藪内は片手で頭で押さえながら立ち上がる。
(……あの誓って奴、本当に謡の弟か?性格違い過ぎるだろ………)
砂を払う。こんなとこで寝ている場合じゃないのに、自分の不甲斐なさに腹が立つ。こんなことなら謡に会おうとは思わずに、渉のそばに……、
(………いや、)
自分は渉のそばにいる資格がない人間だ。そんなことは出来ない。
「兎に角芝貫に会わないと、」
どうして渉が腹を刺されて重傷に陥ることになったのか、その経緯を訊かなければ。
……だが、訊いて自分はどうするのだろう。渉を刺した人間に仕返しをするのか?渉を助けられなかった謡に報復をするのか?
(……俺は一体どうしたいんだろう………、)
分からなかった。
神楽の温かい手が好きだった。いつも冷たい自分の手を握ってくれる神楽の手が嬉しかった。この人は自分を、芝貫グループの人間としてではなく、芝貫謡という個人として見守ってくれているのだと幼心にも感じていた。叱るときも、怒鳴りつけたりはせず諭すように、突き放すことなく怒ってくれた。子供である自分の目線で話してくれた。
(神楽、さん……)
目が覚めたとき、神楽の姿はなかった。寝る直前に握ってくれていた神楽の手のぬくもりは疾うに消えていた。謡はギュッと拳を握り締める。

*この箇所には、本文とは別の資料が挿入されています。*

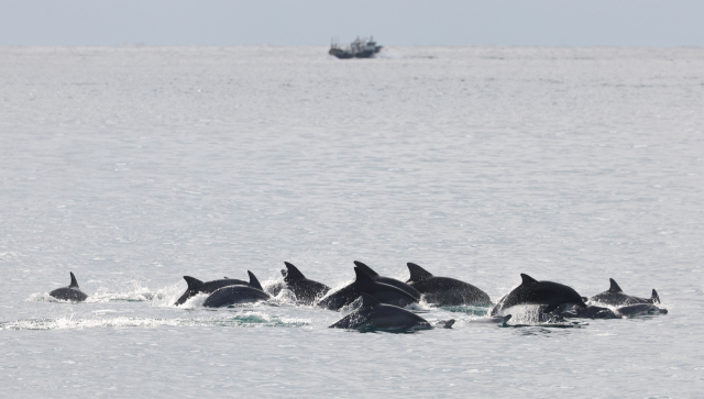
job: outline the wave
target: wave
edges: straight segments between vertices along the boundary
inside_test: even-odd
[[[256,311],[243,311],[235,315],[202,319],[150,319],[118,317],[111,319],[24,319],[0,322],[0,330],[82,330],[100,328],[158,328],[158,326],[239,326],[239,328],[308,328],[307,319],[282,318]]]

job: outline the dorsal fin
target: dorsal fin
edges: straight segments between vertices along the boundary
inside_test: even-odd
[[[366,292],[362,292],[362,308],[372,308],[377,304],[382,304],[382,302],[380,302],[378,299],[372,297]]]
[[[264,288],[262,288],[262,285],[260,284],[260,280],[256,279],[256,276],[254,276],[254,273],[250,270],[246,270],[246,273],[250,275],[250,287],[256,288],[263,291]]]
[[[620,289],[620,287],[618,287],[618,284],[616,284],[616,281],[613,278],[608,279],[612,284],[610,287],[608,287],[608,291],[609,292],[623,292],[624,290]]]
[[[410,278],[408,279],[409,282],[418,282],[420,280],[432,277],[432,274],[430,271],[424,269],[415,263],[409,262],[406,264],[406,266],[408,266],[408,273],[410,273]]]
[[[289,264],[288,262],[284,262],[284,264],[286,265],[286,268],[288,268],[288,273],[286,273],[286,275],[284,275],[284,280],[286,281],[297,281],[297,280],[304,280],[306,279],[306,276],[304,276],[302,273],[300,273],[300,270],[298,269],[298,267]]]
[[[188,285],[188,290],[193,292],[201,292],[202,291],[202,281],[190,276],[184,276],[184,280]]]
[[[528,276],[527,274],[521,273],[520,278],[522,278],[521,285],[536,284],[538,282],[535,278]]]
[[[356,275],[356,279],[354,280],[354,284],[358,286],[367,286],[370,284],[373,284],[374,280],[372,279],[372,277],[370,277],[370,275],[367,275],[366,273],[364,273],[361,268],[355,267],[354,268],[354,274]]]
[[[356,267],[361,268],[362,271],[364,271],[370,277],[378,276],[378,273],[372,270],[371,267],[366,266],[365,264],[361,263],[360,261],[354,261],[354,265],[356,265]]]
[[[78,281],[76,280],[76,276],[74,276],[73,271],[68,271],[70,274],[70,286],[68,288],[78,288]]]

(僕が奪った。神楽さんの居場所を奪った・・・・・・)
脳裡に浮かぶ、哀しげな神楽の顔。そして、腹を刺されて苦悶に顔を歪める渉の姿。
二つが謡を責める。お前さえいなければ自分はこんな目に遭わずに済んだのに。
そう言われている気がして、どうしようもない。
ぶるっと、体が震えた。自分は要らない人間ではないのか。存在してはいけない存在なのではないか。そう思えてきた。

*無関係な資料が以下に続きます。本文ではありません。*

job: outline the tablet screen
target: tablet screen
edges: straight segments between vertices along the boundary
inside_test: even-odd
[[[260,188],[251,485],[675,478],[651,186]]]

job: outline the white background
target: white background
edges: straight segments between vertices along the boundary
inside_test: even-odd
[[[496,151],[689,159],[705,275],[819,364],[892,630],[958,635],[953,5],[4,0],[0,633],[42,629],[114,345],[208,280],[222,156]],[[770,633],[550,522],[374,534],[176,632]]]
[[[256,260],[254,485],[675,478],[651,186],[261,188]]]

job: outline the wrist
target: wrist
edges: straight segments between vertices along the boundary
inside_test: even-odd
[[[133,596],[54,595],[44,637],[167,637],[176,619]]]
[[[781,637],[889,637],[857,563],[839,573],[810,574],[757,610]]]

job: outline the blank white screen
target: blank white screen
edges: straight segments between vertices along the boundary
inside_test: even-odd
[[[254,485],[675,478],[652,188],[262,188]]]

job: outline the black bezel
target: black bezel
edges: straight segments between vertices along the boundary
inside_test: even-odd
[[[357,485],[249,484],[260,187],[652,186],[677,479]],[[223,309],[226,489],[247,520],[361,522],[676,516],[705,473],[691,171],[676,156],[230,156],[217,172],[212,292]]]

(・・・・・ダメだ。こんなことを考えてたら、匂ちゃんや愁君が心配する。笑え、笑うんだよ)
あの子達を泣かせるのだけはダメだ、と謡の中の“何か”がブレーキをかける。
(悲しむのは、僕だけで十分な筈なのに、)
すでに神楽を悲しませた。渉を危険な目に遭わせた。涼子の言では死んではいないようだが、恐らく生きるか死ぬかの瀬戸際にいるに違いない。謡のせいで。

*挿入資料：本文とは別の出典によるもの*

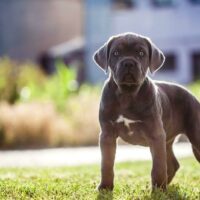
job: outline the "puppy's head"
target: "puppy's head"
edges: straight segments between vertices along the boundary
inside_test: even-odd
[[[105,72],[110,68],[118,86],[136,86],[143,83],[148,69],[157,71],[165,57],[150,39],[125,33],[111,37],[95,52],[94,60]]]

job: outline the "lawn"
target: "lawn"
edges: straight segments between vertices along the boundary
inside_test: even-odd
[[[99,166],[1,168],[0,199],[200,199],[200,165],[180,160],[181,168],[166,193],[150,191],[151,162],[116,164],[115,189],[96,191]]]

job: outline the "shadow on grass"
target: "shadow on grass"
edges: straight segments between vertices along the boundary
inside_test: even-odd
[[[163,192],[161,190],[155,190],[151,193],[151,199],[160,200],[160,199],[173,199],[173,200],[190,200],[190,197],[187,193],[180,189],[178,185],[170,185],[167,188],[167,191]]]
[[[100,191],[96,197],[96,200],[112,200],[113,192],[112,191]]]
[[[140,199],[140,200],[190,200],[190,195],[186,193],[183,189],[181,189],[178,185],[170,185],[168,186],[167,191],[163,192],[162,190],[155,190],[151,194],[140,194],[131,198]],[[96,200],[113,200],[113,192],[111,191],[100,191],[97,194]],[[198,199],[198,197],[196,198]]]

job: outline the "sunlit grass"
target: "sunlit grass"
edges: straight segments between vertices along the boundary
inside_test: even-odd
[[[0,199],[200,199],[200,165],[193,158],[180,161],[167,192],[151,194],[151,162],[116,164],[113,193],[96,191],[99,166],[0,169]]]

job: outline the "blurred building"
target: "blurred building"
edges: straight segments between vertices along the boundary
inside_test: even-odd
[[[82,30],[81,0],[0,0],[0,56],[37,60]]]
[[[200,78],[200,0],[86,0],[87,79],[105,77],[91,57],[113,34],[150,37],[165,53],[153,78],[188,83]]]
[[[96,83],[106,76],[93,53],[111,35],[129,31],[165,53],[153,78],[188,83],[200,78],[199,19],[200,0],[1,0],[0,57],[40,58],[50,72],[57,58],[79,60],[79,80]]]

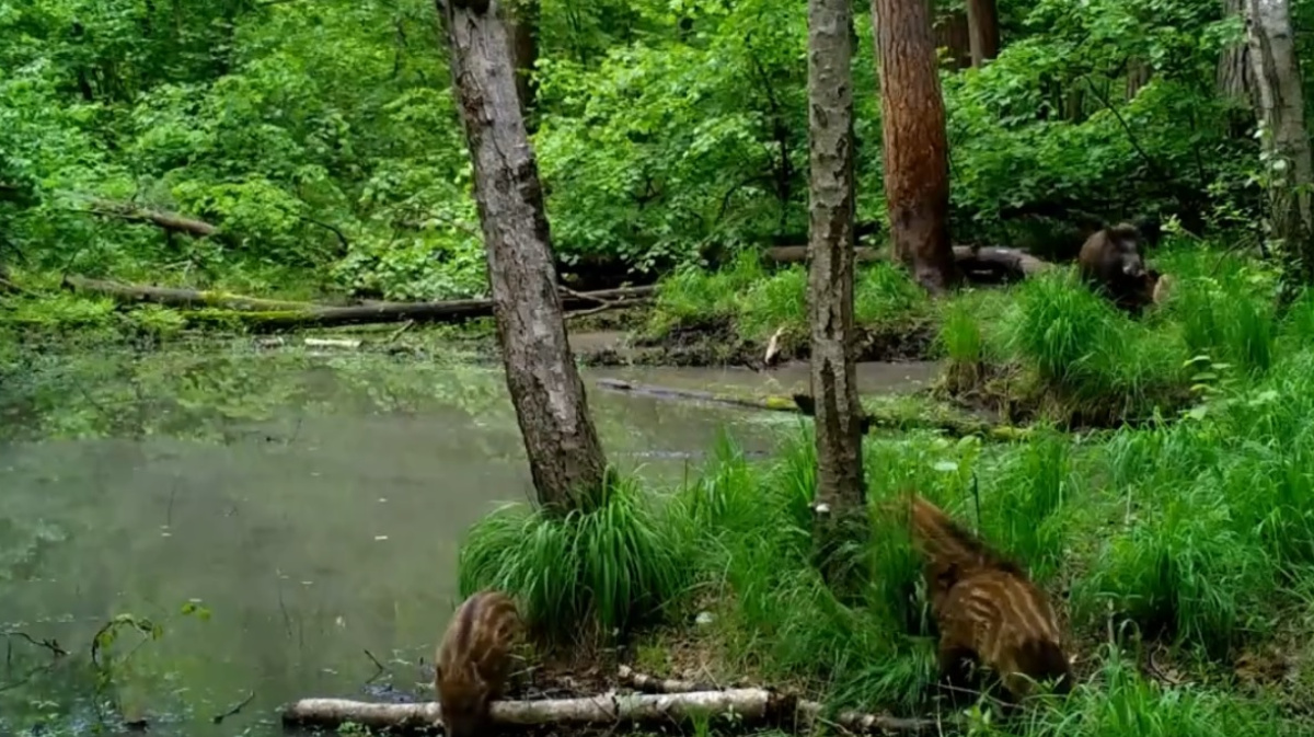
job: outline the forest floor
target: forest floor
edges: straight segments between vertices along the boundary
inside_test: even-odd
[[[1173,293],[1141,319],[1064,275],[933,303],[892,268],[859,272],[858,324],[874,346],[863,357],[942,363],[937,388],[913,399],[918,416],[957,403],[1034,426],[996,436],[897,424],[866,437],[874,535],[865,550],[871,585],[858,603],[837,602],[809,565],[816,481],[805,434],[765,462],[716,448],[673,494],[623,487],[574,527],[524,508],[490,515],[465,543],[463,582],[518,591],[528,617],[574,632],[599,611],[623,617],[636,600],[665,603],[660,623],[636,627],[624,649],[570,648],[570,661],[545,667],[531,695],[604,692],[628,663],[926,715],[934,641],[909,596],[916,565],[905,531],[875,514],[916,489],[1025,561],[1072,635],[1076,694],[1025,725],[972,716],[974,734],[1310,733],[1314,296],[1280,315],[1269,269],[1198,248],[1163,254],[1160,269],[1179,277]],[[572,319],[572,342],[594,364],[759,365],[779,335],[782,357],[796,359],[804,284],[800,268],[686,272],[662,282],[649,307]],[[47,335],[70,340],[133,321],[145,348],[223,339],[297,347],[350,335],[361,343],[304,348],[420,363],[497,355],[487,319],[251,336],[181,330],[168,310],[60,309],[62,327]],[[78,314],[101,322],[79,327],[70,319]]]

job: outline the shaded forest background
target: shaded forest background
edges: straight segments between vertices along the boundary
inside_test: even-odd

(ダメだ、ぼんやりしてると余計なことばかり考えてしまう……何かしていないと、気が狂いそうだ。)だが部屋からは出られないし、携帯も取り上げられた。かと言って勉強する気など一切起こらない。
「……………」
謡はベッドに再び寝転がり、見慣れた天井を見詰める。体が酷くだるい。熱があるのだと自分でも分かる。鈍く頭が痛み、微睡むことも出来ない。ただ天井を見詰める。
(楡乃木さん、)
明日も会うと約束した。渉の身に、そして謡自身の身に何が起きたのかを教えてもらうために。
(無理、だなぁ……)
“勉強会”は絶対命令だ。抜け出し、それが露見しようものなら謡の行く末は暗い。父がどのような暴挙に出るか、考えるのも怖い。
(誓に……、ダメだ)
他人に迷惑をかけてはいけない。ただでさえ今日修羅場を誓に味わわせている。これ以上、誓に迷惑をかけられない。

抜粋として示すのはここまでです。